Scholarships Benefit Students and Faculty
A quartet of Chemistry & Chemical Biology undergraduate students will spend their summer doing original research with chemistry professors at four universities across Canada.
The students were chosen in a national competition to receive Reactive Intermediates Student Exchange (RISE) scholarships. Griffin LaChapelle will do research at the University of Toronto under the supervision of Dwight Seferos, Luxiga Thanabalachandran will be at the University of Ottawa with Tito Scaiano, Angela Liang will be at the University of Calgary with Belinda Heyne while Veronica Wu will be at the University of Montreal with Will Skene. Griffin, Luxiga, Angela, and Veronica will deliver talks about their research and lab experience at an end-of-summer RISE conference.
RISE was established in 1996 by chemistry faculty at McMaster and four other universities to provide summer employment to a select group of outstanding students in the chemical sciences. The scholarship program has grown to 23 faculty in chemistry departments at 20 institutions. Forty-nine students from across Canada were vying for summer research positions at nine universities this summer.
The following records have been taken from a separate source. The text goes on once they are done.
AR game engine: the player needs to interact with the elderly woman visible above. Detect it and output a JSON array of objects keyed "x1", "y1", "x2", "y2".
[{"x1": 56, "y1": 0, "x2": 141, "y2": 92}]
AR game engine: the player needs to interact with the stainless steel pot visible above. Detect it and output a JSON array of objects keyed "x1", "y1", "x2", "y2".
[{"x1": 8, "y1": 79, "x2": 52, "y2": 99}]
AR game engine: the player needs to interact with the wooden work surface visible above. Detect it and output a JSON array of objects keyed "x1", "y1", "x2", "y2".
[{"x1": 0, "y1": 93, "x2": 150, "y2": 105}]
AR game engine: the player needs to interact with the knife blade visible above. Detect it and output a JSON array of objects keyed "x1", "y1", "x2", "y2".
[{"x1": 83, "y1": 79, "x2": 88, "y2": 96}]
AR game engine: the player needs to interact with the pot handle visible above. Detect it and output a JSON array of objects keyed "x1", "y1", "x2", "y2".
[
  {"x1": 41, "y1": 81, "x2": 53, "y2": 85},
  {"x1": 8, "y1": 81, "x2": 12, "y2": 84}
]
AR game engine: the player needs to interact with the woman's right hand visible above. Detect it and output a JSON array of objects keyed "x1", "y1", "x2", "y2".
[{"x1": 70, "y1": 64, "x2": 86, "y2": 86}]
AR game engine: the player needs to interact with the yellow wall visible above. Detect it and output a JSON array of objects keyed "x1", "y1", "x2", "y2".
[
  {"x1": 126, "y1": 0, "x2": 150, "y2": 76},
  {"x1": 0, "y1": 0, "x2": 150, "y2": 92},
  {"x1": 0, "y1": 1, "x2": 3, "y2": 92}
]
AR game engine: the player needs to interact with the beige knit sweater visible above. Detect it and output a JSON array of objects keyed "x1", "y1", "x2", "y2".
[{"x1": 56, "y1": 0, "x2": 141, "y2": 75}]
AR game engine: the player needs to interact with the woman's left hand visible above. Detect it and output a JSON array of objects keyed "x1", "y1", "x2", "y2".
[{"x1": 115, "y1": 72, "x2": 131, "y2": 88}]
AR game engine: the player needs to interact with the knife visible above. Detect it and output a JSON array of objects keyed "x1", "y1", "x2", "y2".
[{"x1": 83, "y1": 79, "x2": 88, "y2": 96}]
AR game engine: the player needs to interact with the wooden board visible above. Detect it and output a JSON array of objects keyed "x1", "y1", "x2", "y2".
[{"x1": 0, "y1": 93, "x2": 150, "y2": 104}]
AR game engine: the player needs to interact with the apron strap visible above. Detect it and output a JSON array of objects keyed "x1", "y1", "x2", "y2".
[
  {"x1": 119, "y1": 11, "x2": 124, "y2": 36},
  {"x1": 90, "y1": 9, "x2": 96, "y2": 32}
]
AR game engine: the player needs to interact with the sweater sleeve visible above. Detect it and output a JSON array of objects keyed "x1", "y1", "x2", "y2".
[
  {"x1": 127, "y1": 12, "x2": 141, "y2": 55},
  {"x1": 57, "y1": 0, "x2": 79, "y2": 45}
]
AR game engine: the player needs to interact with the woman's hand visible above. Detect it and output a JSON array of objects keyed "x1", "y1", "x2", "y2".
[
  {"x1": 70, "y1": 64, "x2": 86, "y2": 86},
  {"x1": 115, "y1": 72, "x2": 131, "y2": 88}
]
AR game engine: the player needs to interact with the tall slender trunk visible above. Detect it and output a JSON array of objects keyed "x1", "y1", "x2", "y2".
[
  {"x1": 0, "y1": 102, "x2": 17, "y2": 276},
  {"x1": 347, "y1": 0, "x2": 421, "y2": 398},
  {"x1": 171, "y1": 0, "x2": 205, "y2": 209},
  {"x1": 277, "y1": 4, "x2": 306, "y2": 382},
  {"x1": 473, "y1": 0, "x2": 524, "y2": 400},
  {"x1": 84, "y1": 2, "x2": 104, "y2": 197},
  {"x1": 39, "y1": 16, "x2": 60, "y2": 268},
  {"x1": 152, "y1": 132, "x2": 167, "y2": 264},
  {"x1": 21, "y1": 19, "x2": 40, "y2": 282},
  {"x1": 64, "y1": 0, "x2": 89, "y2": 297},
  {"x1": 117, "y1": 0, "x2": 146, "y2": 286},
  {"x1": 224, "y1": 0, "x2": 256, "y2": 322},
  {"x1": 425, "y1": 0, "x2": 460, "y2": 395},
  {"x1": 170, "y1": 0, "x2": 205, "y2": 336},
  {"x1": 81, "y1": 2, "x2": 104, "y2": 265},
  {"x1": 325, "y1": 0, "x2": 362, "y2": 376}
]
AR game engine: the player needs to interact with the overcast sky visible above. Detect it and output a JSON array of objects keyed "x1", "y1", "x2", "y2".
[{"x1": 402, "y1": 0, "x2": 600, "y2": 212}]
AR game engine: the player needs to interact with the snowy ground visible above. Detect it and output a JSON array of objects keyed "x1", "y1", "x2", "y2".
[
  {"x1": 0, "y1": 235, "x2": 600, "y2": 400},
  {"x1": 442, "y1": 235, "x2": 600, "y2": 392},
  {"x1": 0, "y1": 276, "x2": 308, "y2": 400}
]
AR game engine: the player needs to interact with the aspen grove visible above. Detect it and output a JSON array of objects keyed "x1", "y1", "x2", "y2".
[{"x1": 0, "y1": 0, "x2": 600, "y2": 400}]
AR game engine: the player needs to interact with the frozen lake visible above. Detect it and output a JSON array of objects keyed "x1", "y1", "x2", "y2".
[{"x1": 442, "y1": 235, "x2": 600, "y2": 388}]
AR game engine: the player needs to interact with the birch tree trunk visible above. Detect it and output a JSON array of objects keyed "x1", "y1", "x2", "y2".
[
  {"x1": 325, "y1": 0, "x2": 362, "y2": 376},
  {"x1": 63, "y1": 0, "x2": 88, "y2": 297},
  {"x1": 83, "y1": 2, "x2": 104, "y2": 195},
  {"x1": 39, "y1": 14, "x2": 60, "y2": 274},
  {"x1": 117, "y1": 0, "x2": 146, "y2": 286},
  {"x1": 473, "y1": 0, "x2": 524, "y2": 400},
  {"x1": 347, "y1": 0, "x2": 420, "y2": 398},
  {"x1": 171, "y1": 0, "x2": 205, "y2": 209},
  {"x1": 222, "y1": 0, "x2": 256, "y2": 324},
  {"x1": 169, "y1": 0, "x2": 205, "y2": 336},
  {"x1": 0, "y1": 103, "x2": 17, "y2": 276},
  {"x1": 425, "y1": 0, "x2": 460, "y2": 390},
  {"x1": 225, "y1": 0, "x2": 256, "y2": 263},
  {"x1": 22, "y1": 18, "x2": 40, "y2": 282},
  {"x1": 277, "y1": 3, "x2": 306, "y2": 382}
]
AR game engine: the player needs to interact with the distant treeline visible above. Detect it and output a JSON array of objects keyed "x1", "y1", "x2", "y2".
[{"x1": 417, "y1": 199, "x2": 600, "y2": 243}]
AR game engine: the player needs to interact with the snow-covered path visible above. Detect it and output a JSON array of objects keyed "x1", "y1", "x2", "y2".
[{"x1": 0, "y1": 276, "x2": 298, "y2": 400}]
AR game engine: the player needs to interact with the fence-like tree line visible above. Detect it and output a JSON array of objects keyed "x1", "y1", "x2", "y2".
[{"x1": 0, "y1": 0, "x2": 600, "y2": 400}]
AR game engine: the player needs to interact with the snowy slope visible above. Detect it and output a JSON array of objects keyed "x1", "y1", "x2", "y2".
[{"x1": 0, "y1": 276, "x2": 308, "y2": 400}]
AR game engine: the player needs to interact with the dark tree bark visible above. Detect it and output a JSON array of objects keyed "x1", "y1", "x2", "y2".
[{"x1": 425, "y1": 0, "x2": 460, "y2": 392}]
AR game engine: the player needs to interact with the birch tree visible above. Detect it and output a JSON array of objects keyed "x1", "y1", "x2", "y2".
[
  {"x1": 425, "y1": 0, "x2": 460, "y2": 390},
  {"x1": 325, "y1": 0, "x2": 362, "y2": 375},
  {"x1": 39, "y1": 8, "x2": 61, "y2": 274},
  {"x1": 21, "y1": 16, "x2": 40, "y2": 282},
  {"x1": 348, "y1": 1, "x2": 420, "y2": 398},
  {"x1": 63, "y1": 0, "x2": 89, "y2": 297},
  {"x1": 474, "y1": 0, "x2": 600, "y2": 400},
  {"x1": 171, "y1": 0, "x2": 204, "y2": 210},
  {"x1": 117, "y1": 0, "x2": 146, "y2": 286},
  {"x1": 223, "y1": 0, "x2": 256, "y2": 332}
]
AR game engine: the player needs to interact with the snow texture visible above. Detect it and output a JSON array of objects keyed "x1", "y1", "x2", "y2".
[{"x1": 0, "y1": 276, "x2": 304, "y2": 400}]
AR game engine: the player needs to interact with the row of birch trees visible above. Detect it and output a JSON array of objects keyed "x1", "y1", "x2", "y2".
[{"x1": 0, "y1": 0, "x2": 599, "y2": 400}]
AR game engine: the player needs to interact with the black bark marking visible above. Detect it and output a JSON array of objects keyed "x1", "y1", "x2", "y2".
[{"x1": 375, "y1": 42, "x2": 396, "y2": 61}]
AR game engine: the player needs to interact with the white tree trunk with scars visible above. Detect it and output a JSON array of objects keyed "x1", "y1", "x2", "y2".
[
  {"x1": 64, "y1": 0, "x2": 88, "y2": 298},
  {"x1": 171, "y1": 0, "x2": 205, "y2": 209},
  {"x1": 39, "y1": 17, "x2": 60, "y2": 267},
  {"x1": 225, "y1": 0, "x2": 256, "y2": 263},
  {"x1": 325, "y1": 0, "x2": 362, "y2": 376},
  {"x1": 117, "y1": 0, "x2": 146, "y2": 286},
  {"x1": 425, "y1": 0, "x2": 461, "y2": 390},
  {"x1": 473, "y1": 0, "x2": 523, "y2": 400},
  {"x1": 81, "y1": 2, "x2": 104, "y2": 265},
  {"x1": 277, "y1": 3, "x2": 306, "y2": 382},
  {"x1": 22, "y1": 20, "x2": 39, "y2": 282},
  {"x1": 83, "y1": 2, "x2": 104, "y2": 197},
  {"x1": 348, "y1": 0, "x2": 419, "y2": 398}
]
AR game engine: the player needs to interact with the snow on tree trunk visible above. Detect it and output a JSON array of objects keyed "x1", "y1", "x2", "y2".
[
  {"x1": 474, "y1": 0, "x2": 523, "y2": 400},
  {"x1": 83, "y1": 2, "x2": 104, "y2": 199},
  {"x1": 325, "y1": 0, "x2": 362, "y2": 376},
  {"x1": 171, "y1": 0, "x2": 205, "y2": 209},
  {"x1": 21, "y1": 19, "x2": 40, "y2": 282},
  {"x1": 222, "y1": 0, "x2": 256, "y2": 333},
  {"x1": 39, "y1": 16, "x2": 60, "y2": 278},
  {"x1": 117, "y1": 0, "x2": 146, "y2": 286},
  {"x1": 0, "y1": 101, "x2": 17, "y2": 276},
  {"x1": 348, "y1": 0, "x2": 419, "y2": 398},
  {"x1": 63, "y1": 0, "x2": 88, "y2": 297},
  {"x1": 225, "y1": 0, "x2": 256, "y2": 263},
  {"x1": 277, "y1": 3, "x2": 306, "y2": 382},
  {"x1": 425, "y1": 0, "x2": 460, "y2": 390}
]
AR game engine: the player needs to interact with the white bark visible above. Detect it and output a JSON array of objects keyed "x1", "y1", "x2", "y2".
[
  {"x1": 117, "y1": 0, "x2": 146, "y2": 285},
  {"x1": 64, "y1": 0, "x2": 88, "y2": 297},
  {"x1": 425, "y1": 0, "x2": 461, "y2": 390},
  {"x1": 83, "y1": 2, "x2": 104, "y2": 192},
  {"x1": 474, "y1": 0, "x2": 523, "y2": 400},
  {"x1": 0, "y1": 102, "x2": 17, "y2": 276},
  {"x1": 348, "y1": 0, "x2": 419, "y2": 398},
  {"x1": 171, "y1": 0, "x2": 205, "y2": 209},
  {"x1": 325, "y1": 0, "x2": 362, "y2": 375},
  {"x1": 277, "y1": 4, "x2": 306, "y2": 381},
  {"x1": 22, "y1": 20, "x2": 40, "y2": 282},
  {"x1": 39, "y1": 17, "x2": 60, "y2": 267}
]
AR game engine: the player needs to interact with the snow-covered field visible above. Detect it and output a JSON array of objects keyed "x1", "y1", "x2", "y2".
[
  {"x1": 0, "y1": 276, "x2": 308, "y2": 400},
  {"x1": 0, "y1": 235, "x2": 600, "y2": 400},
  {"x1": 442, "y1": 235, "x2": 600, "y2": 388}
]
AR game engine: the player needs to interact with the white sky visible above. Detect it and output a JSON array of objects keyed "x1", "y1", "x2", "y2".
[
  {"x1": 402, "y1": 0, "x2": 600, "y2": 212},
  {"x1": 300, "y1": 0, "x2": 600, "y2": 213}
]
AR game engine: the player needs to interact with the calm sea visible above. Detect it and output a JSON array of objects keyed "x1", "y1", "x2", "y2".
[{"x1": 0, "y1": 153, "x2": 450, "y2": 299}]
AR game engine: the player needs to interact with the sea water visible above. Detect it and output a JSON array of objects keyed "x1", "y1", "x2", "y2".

Since the program was introduced, 48 Chemistry and Chemical Biology undergraduate students from McMaster have received RISE scholarships. Professor Willie Leigh has supervised 21 RISE scholarship students from other Canadian universities who’ve spent their summers doing research in his lab. Willie says three of the all-time best graduate students to work in his lab were RISE alumni. Along with being a way to recruit outstanding graduate students, Willie says bringing students in from other universities adds to his research group’s diversity and expands networks for McMaster students.
“For a second- or third-year undergrad student, the opportunity to spend a summer doing research offers immeasurable benefits to their academic, scientific and personal development. Doing research at another university brings a host of additional benefits. Students re-establish themselves in a different city for the summer, meet new friends and get to explore a different part of the country. On a scientific level, they meet and get to know a group of undergraduate and graduate students, professors and others they may never meet and do research in an area they may have never otherwise encountered. The opportunity for personal enrichment is enormous.”